La méthode a été décrite précédemment 3,4, son principe est brièvement rappelé ici. Ce travail a reposé sur les TMS reconnus en maladie professionnelle en 2009, 2011, 2013 et 2015 dans le régime général et le régime agricole (salariés uniquement). Il concernait les régions couvertes par le programme MCP sur ces quatre années, à l’exclusion de la région Alsace et du département de la Moselle dans lesquels les travailleurs agricoles ne sont pas suivis par la Mutualité sociale agricole. Cela représentait un noyau fixe de six régions suivies toutes les années auquel s’ajoutaient quatre à cinq régions selon les années (tableau).
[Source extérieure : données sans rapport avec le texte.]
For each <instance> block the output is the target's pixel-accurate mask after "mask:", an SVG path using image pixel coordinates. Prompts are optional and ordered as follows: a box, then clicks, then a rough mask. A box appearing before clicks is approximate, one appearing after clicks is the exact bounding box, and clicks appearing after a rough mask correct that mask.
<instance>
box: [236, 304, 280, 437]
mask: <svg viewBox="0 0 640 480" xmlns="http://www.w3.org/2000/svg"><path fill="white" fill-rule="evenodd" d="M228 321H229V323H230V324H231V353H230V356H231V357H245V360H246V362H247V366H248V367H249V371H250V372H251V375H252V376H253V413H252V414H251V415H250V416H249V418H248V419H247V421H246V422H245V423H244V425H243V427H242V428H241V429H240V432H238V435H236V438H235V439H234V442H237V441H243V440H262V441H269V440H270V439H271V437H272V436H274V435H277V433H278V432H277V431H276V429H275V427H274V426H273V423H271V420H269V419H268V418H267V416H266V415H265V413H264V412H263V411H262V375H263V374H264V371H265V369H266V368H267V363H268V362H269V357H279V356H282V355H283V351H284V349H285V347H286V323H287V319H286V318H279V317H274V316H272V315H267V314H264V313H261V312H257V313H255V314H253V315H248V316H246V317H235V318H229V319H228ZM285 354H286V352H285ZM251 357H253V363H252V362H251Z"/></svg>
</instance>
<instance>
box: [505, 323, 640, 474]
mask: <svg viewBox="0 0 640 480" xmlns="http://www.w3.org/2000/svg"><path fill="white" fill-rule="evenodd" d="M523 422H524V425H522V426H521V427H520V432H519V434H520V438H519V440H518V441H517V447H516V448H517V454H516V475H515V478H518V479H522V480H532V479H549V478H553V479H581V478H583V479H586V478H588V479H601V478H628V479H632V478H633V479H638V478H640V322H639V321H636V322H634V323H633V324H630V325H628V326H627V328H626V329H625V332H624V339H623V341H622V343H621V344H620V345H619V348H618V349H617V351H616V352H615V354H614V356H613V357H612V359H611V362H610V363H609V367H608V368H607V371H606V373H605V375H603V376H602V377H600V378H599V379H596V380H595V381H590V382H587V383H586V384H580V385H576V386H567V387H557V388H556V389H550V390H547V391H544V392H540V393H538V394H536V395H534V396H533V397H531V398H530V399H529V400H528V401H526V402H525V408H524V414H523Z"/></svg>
Une analyse de sensibilité a été réalisée chaque année, avec ou sans nouvelles régions, pour évaluer l’effet de variation sur le calcul de l’indicateur, celui-ci étant minime 4,5. Afin que les populations soient comparables entre les deux systèmes (déclaration en maladies professionnelles et signalement en maladies à caractère professionnel), deux secteurs d’activité non couverts dans leur intégralité par le régime général ont été exclus de l’analyse : l’éducation/santé/action sociale et l’administration publique.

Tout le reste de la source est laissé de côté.